In specific implementation, the marketing platform 120 may be provided with a preset database, where at least one piece of data may be stored in the preset database, and each piece of data may correspond to data of one user, for example, one piece of data may include a contact way of the user, a common place of residence, identification information of a terminal device used by the user, and the like. After receiving the request information of the marketer 110, the marketing platform 120 may screen one or more pieces of target data from the preset database according to the request information of the marketer 110, and then provide the one or more pieces of target data to the marketer 110. As shown in fig. 1, in one example, data 131 to data 139 may be stored in a preset database of the marketing platform 120, and after receiving a request message sent by the marketer 110, the marketing platform 120 screens out the data 131, the data 134 and the data 138 (i.e., target data) from the data 131 to the data 139, so that the marketing platform 120 can provide the data 131, the data 134 and the data 138 to the marketer 110; in this way, the marketer 110 can decide whether to promote the commodities to the users corresponding to the data 131, the data 134 and the data 138 respectively through the marketing platform 120 according to the actual value of the data recommended by the marketing platform 120.
Based on the system architecture illustrated in fig. 1, fig. 2 is a schematic flow chart corresponding to a data extraction method provided in an embodiment of the present invention. The execution subject of the data extraction method may be the marketing platform shown in fig. 1, and the method includes:
step 201, request information is obtained.
Here, the request information may be obtained according to the demand information of the marketer, and the request information may include information of data that the marketer wishes to acquire from the marketing platform, such as the amount of requested data (i.e., the amount of data that the marketer wishes to acquire from the marketing platform), the range of the requested data (i.e., the range of data that the marketer wishes to acquire), and the value corresponding to the requested data (e.g., the incentive value that the marketer can pay to the marketing platform).
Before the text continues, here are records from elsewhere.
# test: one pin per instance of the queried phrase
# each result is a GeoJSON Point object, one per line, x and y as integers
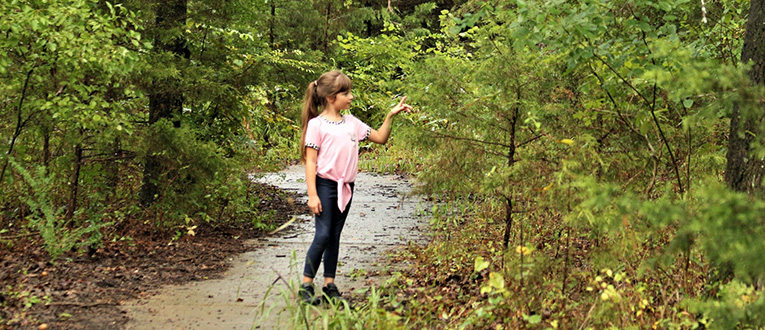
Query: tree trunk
{"type": "Point", "coordinates": [75, 181]}
{"type": "Point", "coordinates": [273, 22]}
{"type": "Point", "coordinates": [510, 163]}
{"type": "Point", "coordinates": [326, 27]}
{"type": "Point", "coordinates": [168, 101]}
{"type": "Point", "coordinates": [744, 172]}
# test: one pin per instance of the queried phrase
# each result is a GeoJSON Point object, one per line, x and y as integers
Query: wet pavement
{"type": "Point", "coordinates": [257, 291]}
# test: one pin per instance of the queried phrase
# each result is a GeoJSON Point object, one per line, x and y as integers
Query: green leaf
{"type": "Point", "coordinates": [481, 264]}
{"type": "Point", "coordinates": [533, 319]}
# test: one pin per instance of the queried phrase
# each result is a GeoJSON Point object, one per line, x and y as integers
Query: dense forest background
{"type": "Point", "coordinates": [599, 163]}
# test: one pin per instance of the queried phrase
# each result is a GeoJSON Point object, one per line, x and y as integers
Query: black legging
{"type": "Point", "coordinates": [329, 226]}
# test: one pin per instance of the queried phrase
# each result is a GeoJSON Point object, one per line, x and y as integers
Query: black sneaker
{"type": "Point", "coordinates": [307, 294]}
{"type": "Point", "coordinates": [331, 293]}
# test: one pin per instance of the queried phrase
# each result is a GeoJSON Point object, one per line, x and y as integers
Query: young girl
{"type": "Point", "coordinates": [330, 150]}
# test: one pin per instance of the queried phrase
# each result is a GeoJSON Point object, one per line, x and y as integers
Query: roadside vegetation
{"type": "Point", "coordinates": [596, 164]}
The scope to which the requested data belongs may refer to an industry to which the requested data belongs, or may also refer to a region to which the requested data belongs, or may also refer to an industry and a region to which the requested data belongs, and is not particularly limited.
In a possible implementation manner, an order submission page may be set on the marketing platform, and the marketer may generate the request information by filling the demand information of the marketer on the order submission page. For example, table 1 is a schematic table of the requirement information filled in by the marketer a, the marketer B and the marketer C on the order submission page, respectively, where the second line of data in table 1 may be the requirement information filled in by the marketer a, the third line of data in table 1 may be the requirement information filled in by the marketer B, and the fourth line of data in table 1 may be the requirement information filled in by the marketer C.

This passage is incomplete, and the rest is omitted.